Searching for Hope After the Yazidi Genocide

In Sinjar, there are wrong things wherever you look. Things that shouldn’t have happened in this remote corner of Iraq.

Sunset near Sinjar. Photo by Matt Willingham/Preemptive Love Coalition

The first time I went, I was utterly overwhelmed by it all: children’s bones in mass graves, chemical rocket attacks, scowling confrontations at security checkpoints, and endless piles of irredeemable rubble.

Sinjar Mountain. Photo by Matt Willingham/Preemptive Love Coalition.

Sinjar is the land of the Yazidis, home to beautiful communities of people who’ve endured more genocide and war and political betrayals and manipulation than history can remember—and it’s all still happening right now, as you read this.

A fenced-off mass grave near Kocho, Sinjar. Kocho was the site of the largest number of ISIS killings and is considered the epicenter of the Yazidi genocide that began in 2014. Photo by Matt Willingham/Preemptive Love Coalition.

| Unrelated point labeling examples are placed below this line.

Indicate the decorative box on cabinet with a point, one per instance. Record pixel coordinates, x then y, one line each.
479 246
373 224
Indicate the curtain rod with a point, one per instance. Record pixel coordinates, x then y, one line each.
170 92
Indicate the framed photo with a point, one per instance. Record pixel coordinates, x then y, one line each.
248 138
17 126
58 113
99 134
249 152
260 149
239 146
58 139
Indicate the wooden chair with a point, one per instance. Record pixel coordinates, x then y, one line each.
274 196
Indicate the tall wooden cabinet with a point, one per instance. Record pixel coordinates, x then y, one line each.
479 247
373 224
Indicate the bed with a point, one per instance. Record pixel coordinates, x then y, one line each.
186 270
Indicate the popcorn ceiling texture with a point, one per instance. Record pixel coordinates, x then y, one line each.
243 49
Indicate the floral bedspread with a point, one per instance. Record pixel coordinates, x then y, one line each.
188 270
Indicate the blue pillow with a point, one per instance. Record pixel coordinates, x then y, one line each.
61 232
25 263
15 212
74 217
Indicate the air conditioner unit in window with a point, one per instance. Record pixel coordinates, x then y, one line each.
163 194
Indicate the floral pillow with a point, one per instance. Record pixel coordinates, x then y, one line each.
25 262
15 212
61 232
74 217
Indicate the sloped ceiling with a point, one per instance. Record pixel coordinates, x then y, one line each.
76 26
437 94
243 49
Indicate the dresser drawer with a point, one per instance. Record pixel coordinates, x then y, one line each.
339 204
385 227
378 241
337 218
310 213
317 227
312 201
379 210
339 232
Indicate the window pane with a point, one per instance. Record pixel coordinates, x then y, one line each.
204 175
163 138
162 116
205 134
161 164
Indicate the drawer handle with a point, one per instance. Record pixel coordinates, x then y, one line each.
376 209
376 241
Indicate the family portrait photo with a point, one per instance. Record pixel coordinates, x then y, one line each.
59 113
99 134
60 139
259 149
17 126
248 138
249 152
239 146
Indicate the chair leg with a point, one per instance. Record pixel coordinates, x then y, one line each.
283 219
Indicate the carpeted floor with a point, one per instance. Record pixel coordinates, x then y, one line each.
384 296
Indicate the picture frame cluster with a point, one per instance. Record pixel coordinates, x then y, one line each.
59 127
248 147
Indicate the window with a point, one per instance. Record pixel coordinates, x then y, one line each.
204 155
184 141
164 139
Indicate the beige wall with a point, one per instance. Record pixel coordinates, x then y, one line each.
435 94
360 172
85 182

That stuff is easy to write about. Any photographer or reporter can splash that on a screen and get clicks, because it plays right into the bad-news boxes we all keep in our heads.

You can walk away from a place like Sinjar crushed by the pain and hopelessness. Or you can walk away more determined, more brokenhearted-yet-hopeful than ever.

So what makes the difference?

In the war-torn corners of the world, it’s all about what you look for. Because you will find what you’re looking for.

Soldiers stand guard near a mass grave outside Kocho, Sinjar. Photo by Matt Willingham/Preemptive Love Coalition.

If you expect and assume despair, it’ll jump out at you from behind every corner. But if you’re thirsty for hope, you’ll find it, no matter the desert. This is what you’ve practiced when you step toward people on the margins in love.

When you sent aid to overlooked neighborhoods in Houston after Hurricane Harvey, our teams of staff and volunteers went in hungry to hear and share stories of hope and resilience.

When you helped save lives outside war-torn Benghazi, Libya, our team helicoptered over ISIS-controlled territory and into a forgotten conflict with the belief that hope would be waiting for us on the ground—and it was.

Photo by Matt Willingham/Preemptive Love Coalition

When you air-dropped food into a small town in western Iraq that was surrounded by ISIS fighters, starving and barely holding on, our team of heroic volunteers and partners and staff found the kind of grit and hope John Wayne could only dream of!

When we began preparing to bring yet another round of aid into the former war zone of Sinjar—preparations that began months ago, that began with listening to the people we want to serve—we can feel it again. We’re expectant.

Sinjar is a special place for us—and for many of you. You’ve sent help to this mountain several times before. You’ve helped people who called this mountain home reclaim their lives after being driven away by ISIS. You’ve helped them become soapmakers and shepherds. You’ve helped them to thrive again.

Families are slowly returning to Sinjar. Some never left, even through the most hellish days. But there is little for families here. The world’s attention has long since moved on.

But still we go—and so do you. Because our hearts never left this mountain. We go expectantly. Which moments will fill us with hope? Who will we meet that inspires us, encourages us? What will cut through the wandering despair and point us to that true north of loving first, of choosing to love anyway?

It always happens, if we look for it.